Acinetobacter baumannii multirésistant représentait 32 % des BMR isolées, avec une prédominance dans les pneumopathies (56 %). Ce profil correspond aux données de la littérature décrivant une implication majeure d’ Acinetobacter baumannii dans les infections respiratoires en réanimation, avec des taux très élevés de résistance aux carbapénèmes dans plusieurs pays africains [9,11]. Dans notre étude, les résistances aux bêta-lactamines, carbapénèmes, fluoroquinolones et aminosides étaient particulièrement élevées, la colistine demeurant la molécule la plus active in vitro. Ce schéma est typique des souches à résistance étendue décrites dans la littérature[9,10].

La prévalence de Pseudomonas aeruginosa multirésistant dans notre étude était modérée. Les résistances observées aux carbapénèmes et aux fluoroquinolones sont comparables à celles rapportées dans les recommandations internationales et les séries européennes récentes [7,13].

Enfin, Staphylococcus aureus était principalement isolé à partir des infections suppurées et des bactériémies dans notre série, avec un taux de SARM de 6 %. Ce taux apparaît inférieur aux données européennes récentes rapportées par l’ECDC, où la proportion de SARM parmi les isolats de S. aureus atteint environ 23,7 % dans les infections associées aux soins [14]. En revanche, il demeure comparable à certaines séries hospitalières africaines, notamment en Afrique du Sud, où une prévalence de 8,04 % a été observée, avec une prédominance d’isolats issus d’écouvillons superficiels et de plaies [15]. Les programmes de prévention et de contrôle des infections ont contribué à une stabilisation, voire une diminution progressive du SARM dans plusieurs pays européens [14]. Ces données confirment l’importante hétérogénéité épidémiologique du SARM selon les pays, les contextes hospitaliers et les populations étudiées.

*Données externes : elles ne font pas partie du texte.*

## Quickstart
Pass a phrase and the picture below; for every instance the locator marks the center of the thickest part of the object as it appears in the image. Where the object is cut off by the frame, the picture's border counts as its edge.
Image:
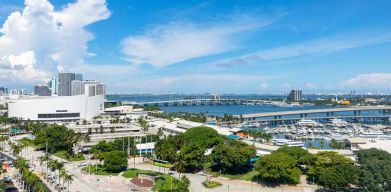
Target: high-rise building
(65, 83)
(3, 91)
(42, 90)
(295, 95)
(79, 77)
(53, 86)
(78, 87)
(88, 87)
(18, 92)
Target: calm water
(214, 109)
(232, 109)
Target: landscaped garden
(163, 182)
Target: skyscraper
(79, 77)
(65, 83)
(53, 86)
(42, 90)
(295, 95)
(3, 91)
(78, 87)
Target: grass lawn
(30, 143)
(76, 157)
(97, 170)
(132, 173)
(164, 182)
(249, 176)
(211, 184)
(166, 165)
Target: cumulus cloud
(222, 83)
(317, 46)
(370, 80)
(39, 40)
(176, 42)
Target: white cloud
(264, 86)
(21, 67)
(200, 83)
(369, 81)
(176, 42)
(38, 40)
(311, 47)
(310, 85)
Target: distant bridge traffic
(190, 102)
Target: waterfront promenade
(328, 111)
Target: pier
(358, 114)
(194, 102)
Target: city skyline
(198, 47)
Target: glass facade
(58, 115)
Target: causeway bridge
(374, 114)
(193, 102)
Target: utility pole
(128, 147)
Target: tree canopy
(278, 168)
(204, 136)
(115, 161)
(232, 156)
(332, 171)
(375, 170)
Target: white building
(59, 108)
(87, 87)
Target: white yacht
(308, 123)
(338, 123)
(373, 134)
(289, 143)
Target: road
(92, 183)
(228, 185)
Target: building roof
(118, 108)
(357, 140)
(378, 144)
(145, 146)
(234, 137)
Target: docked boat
(338, 123)
(308, 123)
(287, 142)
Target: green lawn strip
(97, 170)
(132, 173)
(76, 157)
(165, 165)
(211, 184)
(28, 142)
(249, 176)
(164, 182)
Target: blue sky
(207, 46)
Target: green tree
(374, 170)
(204, 136)
(232, 156)
(278, 168)
(166, 149)
(193, 157)
(115, 161)
(332, 171)
(300, 155)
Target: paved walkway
(228, 184)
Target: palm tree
(56, 165)
(45, 158)
(68, 179)
(39, 187)
(62, 175)
(16, 149)
(160, 133)
(180, 167)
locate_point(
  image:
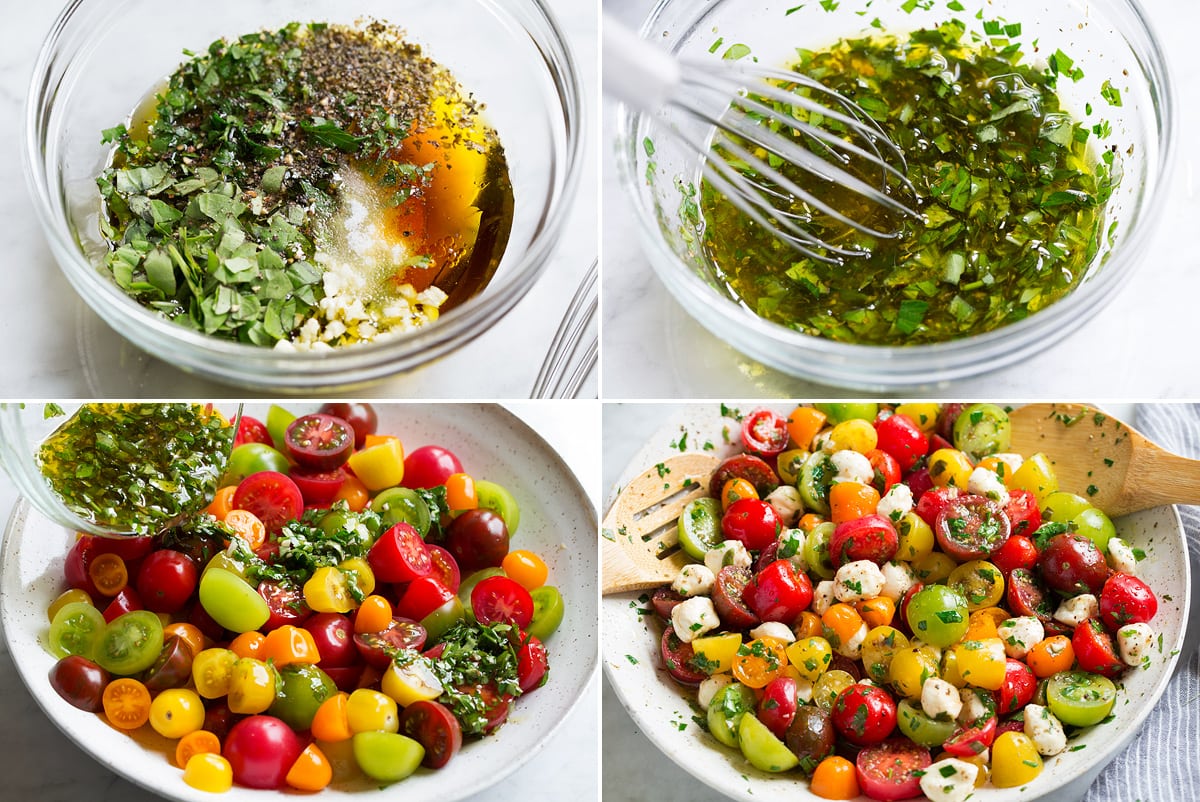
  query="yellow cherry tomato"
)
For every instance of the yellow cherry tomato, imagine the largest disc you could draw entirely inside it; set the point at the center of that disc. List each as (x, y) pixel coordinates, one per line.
(1014, 760)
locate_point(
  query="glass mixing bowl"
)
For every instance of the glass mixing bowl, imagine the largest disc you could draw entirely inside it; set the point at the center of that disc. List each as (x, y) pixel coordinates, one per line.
(102, 57)
(1109, 40)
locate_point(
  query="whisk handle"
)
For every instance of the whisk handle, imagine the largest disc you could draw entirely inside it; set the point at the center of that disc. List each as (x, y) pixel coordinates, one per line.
(636, 72)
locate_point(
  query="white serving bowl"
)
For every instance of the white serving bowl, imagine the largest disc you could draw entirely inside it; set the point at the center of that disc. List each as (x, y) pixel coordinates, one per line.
(658, 705)
(557, 521)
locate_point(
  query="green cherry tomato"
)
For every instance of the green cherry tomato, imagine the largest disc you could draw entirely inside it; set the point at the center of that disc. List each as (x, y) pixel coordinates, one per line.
(498, 500)
(547, 611)
(1080, 699)
(937, 615)
(252, 458)
(232, 602)
(397, 504)
(387, 756)
(299, 692)
(131, 642)
(983, 429)
(76, 629)
(700, 527)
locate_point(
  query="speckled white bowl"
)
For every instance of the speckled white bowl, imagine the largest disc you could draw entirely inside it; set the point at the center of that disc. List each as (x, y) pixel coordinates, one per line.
(660, 706)
(557, 520)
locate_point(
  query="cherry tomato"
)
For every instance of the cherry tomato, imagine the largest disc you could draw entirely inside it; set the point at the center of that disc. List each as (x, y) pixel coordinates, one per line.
(864, 714)
(778, 706)
(892, 770)
(779, 592)
(435, 728)
(261, 750)
(1071, 563)
(900, 437)
(271, 496)
(430, 466)
(478, 539)
(251, 430)
(1095, 651)
(166, 580)
(498, 599)
(871, 537)
(81, 682)
(1126, 600)
(751, 521)
(361, 418)
(400, 555)
(765, 432)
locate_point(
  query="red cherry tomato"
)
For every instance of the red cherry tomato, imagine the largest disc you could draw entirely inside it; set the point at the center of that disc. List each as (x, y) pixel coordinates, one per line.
(1023, 512)
(1018, 689)
(400, 555)
(271, 496)
(778, 706)
(1017, 552)
(871, 537)
(430, 466)
(501, 600)
(532, 664)
(892, 770)
(779, 593)
(753, 521)
(900, 437)
(1126, 600)
(864, 714)
(252, 430)
(286, 603)
(261, 749)
(1095, 651)
(765, 432)
(435, 728)
(166, 581)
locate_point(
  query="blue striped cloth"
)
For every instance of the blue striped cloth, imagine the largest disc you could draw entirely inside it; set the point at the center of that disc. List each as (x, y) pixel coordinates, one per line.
(1163, 761)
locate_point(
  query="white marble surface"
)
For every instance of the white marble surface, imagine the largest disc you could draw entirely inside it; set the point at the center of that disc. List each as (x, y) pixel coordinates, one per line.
(66, 351)
(39, 764)
(1127, 352)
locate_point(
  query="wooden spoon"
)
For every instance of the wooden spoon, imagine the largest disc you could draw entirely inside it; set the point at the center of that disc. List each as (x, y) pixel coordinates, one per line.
(641, 537)
(1104, 460)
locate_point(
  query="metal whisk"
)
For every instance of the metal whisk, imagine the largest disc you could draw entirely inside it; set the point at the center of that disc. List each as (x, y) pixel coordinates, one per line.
(763, 118)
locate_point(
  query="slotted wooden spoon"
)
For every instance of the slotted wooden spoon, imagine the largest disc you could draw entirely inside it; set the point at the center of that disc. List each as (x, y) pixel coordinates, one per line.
(1104, 460)
(641, 537)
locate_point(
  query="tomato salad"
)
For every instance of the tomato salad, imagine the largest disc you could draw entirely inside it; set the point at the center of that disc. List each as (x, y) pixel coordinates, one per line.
(336, 598)
(892, 603)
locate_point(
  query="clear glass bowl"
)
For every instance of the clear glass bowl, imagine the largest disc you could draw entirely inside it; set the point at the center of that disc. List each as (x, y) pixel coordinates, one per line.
(23, 428)
(1107, 39)
(102, 57)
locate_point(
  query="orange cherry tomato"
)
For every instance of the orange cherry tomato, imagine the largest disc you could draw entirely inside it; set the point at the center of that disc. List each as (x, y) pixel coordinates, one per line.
(850, 501)
(195, 743)
(187, 633)
(247, 526)
(250, 644)
(834, 779)
(877, 612)
(288, 644)
(311, 771)
(525, 568)
(803, 425)
(1050, 656)
(108, 574)
(126, 702)
(222, 502)
(461, 492)
(375, 614)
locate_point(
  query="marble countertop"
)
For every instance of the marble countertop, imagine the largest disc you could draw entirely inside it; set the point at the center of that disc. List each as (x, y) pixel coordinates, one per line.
(42, 765)
(1119, 354)
(66, 351)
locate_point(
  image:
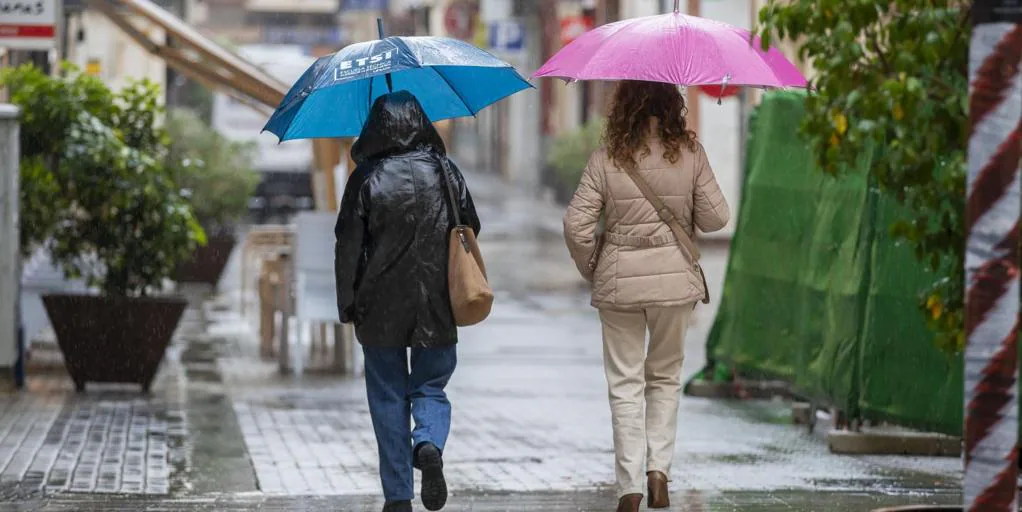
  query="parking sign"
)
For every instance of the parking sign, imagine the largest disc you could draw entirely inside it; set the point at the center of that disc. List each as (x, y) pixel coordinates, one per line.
(29, 25)
(507, 36)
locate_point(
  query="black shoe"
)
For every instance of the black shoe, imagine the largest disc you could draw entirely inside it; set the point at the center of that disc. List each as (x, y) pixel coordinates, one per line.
(405, 506)
(433, 492)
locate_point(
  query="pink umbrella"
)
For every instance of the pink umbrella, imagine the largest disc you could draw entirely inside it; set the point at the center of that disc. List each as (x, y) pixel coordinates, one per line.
(674, 48)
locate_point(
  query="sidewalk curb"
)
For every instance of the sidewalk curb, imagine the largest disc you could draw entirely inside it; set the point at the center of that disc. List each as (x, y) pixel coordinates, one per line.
(918, 444)
(739, 389)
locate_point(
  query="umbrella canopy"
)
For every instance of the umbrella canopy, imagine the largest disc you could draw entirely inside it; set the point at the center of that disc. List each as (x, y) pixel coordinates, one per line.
(450, 78)
(676, 49)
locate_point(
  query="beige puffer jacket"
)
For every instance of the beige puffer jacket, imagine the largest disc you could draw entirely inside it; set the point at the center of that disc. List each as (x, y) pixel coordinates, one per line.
(641, 265)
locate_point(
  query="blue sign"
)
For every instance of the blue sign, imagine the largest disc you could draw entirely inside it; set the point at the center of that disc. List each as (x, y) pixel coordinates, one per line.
(304, 36)
(507, 36)
(365, 5)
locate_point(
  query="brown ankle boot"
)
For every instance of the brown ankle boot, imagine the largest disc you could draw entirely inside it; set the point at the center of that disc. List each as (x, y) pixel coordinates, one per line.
(659, 497)
(630, 503)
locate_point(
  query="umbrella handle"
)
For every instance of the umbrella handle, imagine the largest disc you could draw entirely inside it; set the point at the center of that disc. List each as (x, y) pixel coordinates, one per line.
(379, 28)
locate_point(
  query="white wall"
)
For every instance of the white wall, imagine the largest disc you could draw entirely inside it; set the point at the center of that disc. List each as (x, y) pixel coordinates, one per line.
(120, 57)
(241, 123)
(721, 126)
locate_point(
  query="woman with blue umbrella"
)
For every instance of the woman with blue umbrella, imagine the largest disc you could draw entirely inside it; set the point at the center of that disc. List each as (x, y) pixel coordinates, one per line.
(398, 211)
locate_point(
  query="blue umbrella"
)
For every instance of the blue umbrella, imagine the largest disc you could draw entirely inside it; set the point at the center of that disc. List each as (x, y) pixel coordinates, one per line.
(450, 78)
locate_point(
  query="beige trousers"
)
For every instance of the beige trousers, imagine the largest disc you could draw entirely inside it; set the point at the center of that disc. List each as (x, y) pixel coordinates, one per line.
(644, 387)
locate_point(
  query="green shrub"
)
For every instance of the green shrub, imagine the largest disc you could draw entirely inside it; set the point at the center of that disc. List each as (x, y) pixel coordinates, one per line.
(570, 152)
(95, 187)
(217, 173)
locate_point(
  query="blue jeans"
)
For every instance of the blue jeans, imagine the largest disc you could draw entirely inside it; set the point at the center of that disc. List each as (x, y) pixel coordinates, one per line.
(397, 396)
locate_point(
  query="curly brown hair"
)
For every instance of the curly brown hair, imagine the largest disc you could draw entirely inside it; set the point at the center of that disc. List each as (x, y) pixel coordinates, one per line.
(635, 104)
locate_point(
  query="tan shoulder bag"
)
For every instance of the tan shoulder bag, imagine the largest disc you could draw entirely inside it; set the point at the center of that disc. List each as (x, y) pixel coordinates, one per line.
(688, 247)
(471, 296)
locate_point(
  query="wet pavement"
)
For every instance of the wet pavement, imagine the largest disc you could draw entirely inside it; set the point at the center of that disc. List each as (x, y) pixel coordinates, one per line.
(223, 430)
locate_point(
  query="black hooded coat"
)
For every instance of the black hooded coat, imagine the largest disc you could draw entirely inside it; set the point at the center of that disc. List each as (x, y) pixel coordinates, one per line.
(391, 252)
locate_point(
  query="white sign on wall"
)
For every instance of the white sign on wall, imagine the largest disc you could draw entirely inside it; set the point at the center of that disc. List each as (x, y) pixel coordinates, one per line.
(29, 25)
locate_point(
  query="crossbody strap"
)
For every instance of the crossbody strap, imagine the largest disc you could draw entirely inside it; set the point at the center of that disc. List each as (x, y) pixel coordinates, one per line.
(455, 203)
(452, 195)
(684, 240)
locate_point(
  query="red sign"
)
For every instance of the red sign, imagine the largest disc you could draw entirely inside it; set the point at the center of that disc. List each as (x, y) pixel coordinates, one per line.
(29, 26)
(27, 31)
(459, 20)
(572, 27)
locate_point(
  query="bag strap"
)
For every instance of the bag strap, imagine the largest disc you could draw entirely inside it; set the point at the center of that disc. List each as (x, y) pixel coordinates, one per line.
(455, 203)
(684, 240)
(452, 196)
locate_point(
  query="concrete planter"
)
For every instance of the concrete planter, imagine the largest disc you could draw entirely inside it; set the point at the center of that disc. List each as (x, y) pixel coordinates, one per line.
(112, 339)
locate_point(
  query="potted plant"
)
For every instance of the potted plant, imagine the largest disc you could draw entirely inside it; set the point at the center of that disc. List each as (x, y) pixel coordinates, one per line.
(568, 155)
(98, 196)
(218, 177)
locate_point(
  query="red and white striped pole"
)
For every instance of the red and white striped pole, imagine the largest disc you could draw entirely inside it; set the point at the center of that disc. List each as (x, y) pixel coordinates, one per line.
(991, 258)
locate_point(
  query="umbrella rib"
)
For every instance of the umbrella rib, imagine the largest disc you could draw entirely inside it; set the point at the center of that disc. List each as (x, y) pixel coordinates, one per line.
(460, 97)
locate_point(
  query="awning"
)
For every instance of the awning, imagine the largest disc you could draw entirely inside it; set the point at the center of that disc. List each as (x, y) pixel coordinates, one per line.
(192, 54)
(195, 56)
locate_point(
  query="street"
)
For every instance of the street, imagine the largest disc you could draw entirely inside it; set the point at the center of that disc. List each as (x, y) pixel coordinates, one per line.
(223, 430)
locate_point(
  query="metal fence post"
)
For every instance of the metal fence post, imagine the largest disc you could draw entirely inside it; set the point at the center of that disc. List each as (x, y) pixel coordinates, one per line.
(10, 266)
(991, 260)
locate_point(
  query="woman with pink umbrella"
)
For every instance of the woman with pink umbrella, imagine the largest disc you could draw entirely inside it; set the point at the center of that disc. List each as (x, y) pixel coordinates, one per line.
(653, 184)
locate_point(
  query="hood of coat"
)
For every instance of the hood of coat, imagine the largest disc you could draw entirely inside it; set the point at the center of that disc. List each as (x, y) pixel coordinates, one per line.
(397, 125)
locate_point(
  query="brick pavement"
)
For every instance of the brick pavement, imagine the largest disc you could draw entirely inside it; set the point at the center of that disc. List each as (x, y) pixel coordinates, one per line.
(530, 415)
(109, 439)
(506, 502)
(531, 430)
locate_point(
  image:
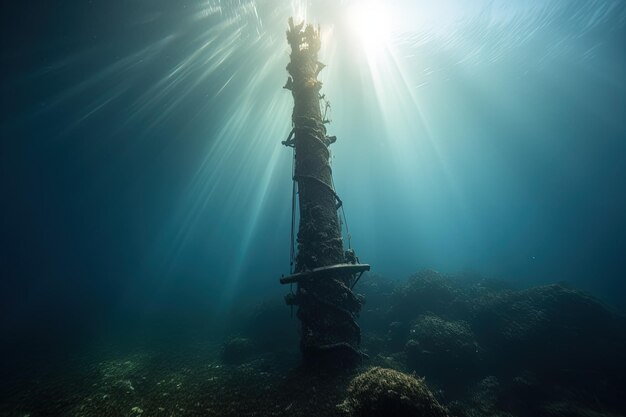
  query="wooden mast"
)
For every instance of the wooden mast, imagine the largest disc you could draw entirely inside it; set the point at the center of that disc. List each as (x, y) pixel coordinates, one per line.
(327, 307)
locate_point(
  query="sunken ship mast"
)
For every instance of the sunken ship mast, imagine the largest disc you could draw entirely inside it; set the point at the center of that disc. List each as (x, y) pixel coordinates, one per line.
(325, 275)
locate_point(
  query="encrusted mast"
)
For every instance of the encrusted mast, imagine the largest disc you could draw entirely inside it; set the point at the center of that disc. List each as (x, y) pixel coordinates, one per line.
(324, 273)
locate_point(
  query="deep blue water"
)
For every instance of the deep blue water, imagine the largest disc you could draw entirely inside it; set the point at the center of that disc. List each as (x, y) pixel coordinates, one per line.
(142, 172)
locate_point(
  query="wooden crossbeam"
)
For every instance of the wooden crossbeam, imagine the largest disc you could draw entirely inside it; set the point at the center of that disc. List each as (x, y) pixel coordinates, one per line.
(341, 268)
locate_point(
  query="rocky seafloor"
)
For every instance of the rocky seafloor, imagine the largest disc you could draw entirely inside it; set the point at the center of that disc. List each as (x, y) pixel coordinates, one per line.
(438, 346)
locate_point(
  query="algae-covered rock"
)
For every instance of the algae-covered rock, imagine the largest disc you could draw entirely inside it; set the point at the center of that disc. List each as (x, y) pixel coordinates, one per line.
(441, 347)
(425, 291)
(381, 392)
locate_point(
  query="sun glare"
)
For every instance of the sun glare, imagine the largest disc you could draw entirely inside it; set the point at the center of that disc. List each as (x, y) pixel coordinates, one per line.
(369, 20)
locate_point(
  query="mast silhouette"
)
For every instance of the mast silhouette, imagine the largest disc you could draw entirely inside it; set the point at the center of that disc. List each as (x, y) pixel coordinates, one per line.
(324, 273)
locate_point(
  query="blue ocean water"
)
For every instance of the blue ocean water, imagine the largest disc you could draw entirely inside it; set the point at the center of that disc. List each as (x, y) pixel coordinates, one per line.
(144, 182)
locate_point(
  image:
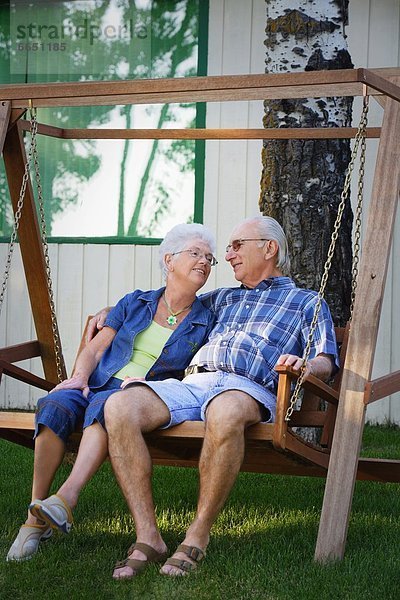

Dans l’ensemble, nos résultats confirment que l’écologie bactérienne en réanimation au CHU Hassan II de Fès est dominée par les bacilles à Gram négatif multirésistants, avec une contribution majeure des entérobactéries et d’Acinetobacter baumannii. La forte proportion de BLSE et l’émergence des carbapénémases de type NDM et OXA-48 s’inscrivent dans la dynamique mondiale actuelle de progression de l’antibiorésistance [5,8].

Conclusion :

Cette étude révèle une charge importante de bactéries multirésistantes dans nos services de réanimation, dominée par les bacilles à Gram négatif. La forte représentation d’Acinetobacter baumannii multirésistant constitue un élément central de l’écologie bactérienne locale et représente un véritable défi thérapeutique. La fréquence élevée des entérobactéries productrices de BLSE, associée à l’émergence de carbapénémases de type NDM et OXA-48, témoigne d’une évolution préoccupante de la résistance. Le renforcement du bon usage des antibiotiques ainsi que des mesures de prévention des infections associées aux soins apparaît donc indispensable afin de freiner la progression des BMR en réanimation.